Figure 5. TP53INP2 interacts with POLR1 PIC and is required for the assembly of the complex. (A) Coimmunoprecipitation of UBTF, POLR1A, Flag-RRN3, TAF1A-flag with TP53INP2-MYC in HeLa cells. TP53INP2-MYC was immunoprecipitated with anti-MYC. (B) Cell lysates from HeLa cells expressing Flag-RRN3 and TAF1A-MYC were treated with DNase I (100 units/ml, 10 min), and incubated with purified GST-TP53INP2. POLR1A, Flag-RRN3, TAF1A-MYC or UBTF bound with affinity isolated GST-TP53INP2 was detected by western blot. (C) GST-TP53INP2 pulldown assay in HeLa cells treated with UBTF siRNA for 24 h followed by Flag-RRN3 and TAF1A-MYC transfection. The affinity isolated GST-TP53INP2 is shown. (D) HeLa cells expressing CFP-UBTF and TP53INP2-YFP were imaged before and after photobleaching with a high-intensity 514 nm laser. Note the increased CFP-UBTF signals at the nucleolar region after photobleaching. Changes of CFP and YFP signals within the nucleolus were shown. (E) In vitro binding of TP53INP2 with UBTF. Purified TP53INP2 was incubated with purified GST-UBTF or GST-TAF1A immobilized on glutathione-sepharose beads, and bound TP53INP2 was analyzed by western blot. (F) Gel filtration analysis of the nuclear extract of HeLa cells treated with TP53INP2 siRNAs. The fractions were analyzed by western blot using anti-POLR1A antibody. (G) TP53INP2 siRNA2-treated cells were transfected with Flag-RRN3 and TAF1A-MYC, together with TP53INP2-MYC or TP53INP2ΔNoLS-MYC. After 24 h, the cells were subjected to immunoprecipitation by anti-UBTF, followed by western blot to detect each of the indicated proteins.
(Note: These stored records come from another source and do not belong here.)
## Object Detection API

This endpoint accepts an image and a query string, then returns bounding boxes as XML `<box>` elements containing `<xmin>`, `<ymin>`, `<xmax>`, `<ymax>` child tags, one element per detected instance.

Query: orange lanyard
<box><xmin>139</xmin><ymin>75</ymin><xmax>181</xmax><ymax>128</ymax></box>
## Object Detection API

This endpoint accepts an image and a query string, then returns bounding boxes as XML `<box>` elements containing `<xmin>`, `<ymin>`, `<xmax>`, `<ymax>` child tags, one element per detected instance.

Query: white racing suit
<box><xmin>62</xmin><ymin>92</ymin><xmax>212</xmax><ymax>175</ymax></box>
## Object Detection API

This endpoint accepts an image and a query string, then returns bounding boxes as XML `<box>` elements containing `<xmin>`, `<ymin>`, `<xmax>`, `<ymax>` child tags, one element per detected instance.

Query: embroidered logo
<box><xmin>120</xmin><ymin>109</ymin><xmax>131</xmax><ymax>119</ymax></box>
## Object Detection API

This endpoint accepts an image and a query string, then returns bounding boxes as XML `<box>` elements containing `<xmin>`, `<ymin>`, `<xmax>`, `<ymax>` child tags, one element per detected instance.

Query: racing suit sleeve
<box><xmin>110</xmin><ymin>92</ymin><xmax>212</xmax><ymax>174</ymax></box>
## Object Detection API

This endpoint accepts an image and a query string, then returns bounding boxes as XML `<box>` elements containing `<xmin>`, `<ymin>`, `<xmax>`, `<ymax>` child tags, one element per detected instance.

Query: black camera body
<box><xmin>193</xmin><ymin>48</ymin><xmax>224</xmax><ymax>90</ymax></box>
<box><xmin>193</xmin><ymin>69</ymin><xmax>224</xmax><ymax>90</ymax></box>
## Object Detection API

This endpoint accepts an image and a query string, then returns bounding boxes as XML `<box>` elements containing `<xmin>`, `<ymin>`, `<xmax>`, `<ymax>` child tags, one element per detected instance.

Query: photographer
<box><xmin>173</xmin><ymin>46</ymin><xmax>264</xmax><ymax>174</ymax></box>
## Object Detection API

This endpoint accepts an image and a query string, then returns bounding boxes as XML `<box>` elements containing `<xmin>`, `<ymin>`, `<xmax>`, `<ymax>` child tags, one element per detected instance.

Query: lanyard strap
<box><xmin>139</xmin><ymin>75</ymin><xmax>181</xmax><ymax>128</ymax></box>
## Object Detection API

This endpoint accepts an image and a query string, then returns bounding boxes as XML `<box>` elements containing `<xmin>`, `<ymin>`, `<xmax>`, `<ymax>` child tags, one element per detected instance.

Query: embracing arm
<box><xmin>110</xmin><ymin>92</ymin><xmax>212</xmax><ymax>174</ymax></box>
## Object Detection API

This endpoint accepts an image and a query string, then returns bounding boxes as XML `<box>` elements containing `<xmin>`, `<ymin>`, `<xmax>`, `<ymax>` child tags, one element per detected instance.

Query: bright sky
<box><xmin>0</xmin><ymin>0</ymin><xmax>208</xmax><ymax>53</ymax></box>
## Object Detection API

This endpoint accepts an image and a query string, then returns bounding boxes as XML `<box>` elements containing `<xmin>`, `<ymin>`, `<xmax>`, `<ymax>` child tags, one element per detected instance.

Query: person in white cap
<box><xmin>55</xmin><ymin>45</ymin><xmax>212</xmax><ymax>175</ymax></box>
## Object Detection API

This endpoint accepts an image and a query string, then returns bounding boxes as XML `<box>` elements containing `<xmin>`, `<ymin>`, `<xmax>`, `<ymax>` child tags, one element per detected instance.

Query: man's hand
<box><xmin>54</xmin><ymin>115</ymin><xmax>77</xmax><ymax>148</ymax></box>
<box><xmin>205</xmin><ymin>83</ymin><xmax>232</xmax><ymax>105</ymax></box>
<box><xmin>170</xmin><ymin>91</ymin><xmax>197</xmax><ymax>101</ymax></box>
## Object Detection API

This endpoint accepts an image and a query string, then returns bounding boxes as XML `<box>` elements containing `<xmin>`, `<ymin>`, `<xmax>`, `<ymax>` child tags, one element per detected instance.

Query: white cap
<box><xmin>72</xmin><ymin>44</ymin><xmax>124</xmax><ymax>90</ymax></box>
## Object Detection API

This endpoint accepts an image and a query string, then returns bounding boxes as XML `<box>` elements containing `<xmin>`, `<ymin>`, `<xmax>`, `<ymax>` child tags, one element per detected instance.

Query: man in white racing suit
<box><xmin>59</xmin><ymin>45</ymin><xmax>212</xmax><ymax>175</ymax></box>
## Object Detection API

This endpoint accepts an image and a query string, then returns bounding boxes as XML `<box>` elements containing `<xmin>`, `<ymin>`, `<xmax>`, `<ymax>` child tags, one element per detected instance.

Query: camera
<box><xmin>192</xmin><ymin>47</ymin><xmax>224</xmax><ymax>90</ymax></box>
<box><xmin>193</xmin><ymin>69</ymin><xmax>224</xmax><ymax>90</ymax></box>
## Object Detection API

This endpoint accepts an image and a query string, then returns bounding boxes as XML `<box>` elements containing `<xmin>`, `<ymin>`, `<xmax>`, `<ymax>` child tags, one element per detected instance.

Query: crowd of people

Figure 6. TP53INP2 is required for protein synthesis and cell proliferation. (A) Global protein synthesis detected by SUnSET in HeLa cells. The cells were either cultured with serum-free medium for 12 h or treated with TP53INP2 siRNA1. The specificity of the anti-puromycin antibody was demonstrated by a sample without puromycin incubation. Coomassie blue staining was used as loading control. (B and C) Puromycin incorporation in TP53INP2 siRNA1-treated cells detected by anti-puromycin antibody. Arrows indicate TP53INP2 knockdown cells. Scale bar: 10 μm. (D) HeLa cells treated with TP53INP2 siRNA2 for 24 h were transfected with TP53INP2-MYC or TP53INP2ΔNoLS-MYC. After 24 h, the nascent proteins were analyzed by SUnSET. (E and F) HeLa cells treated with TP53INP2 siRNA2 for 24 h were transfected with TP53INP2-MYC or TP53INP2ΔNoLS-MYC. After 24 h, cells were subjected to BrdU incorporation assay. Scale bar: 50 μm. (G) Intracellular distribution of TP53INP2 in HeLa cells. The cells were either cultured in amino acid-free medium for 3 h with or without replacement to normal medium for 3 h, or treated with 250 nM of Torin1 for 3 h with or without replacement to Torin1-free medium for 3 h. Scale bars: 10 μm. All the quantitative data are presented as mean ± SEM of triplicate experiments. **, P< 0.01; NS, not significant.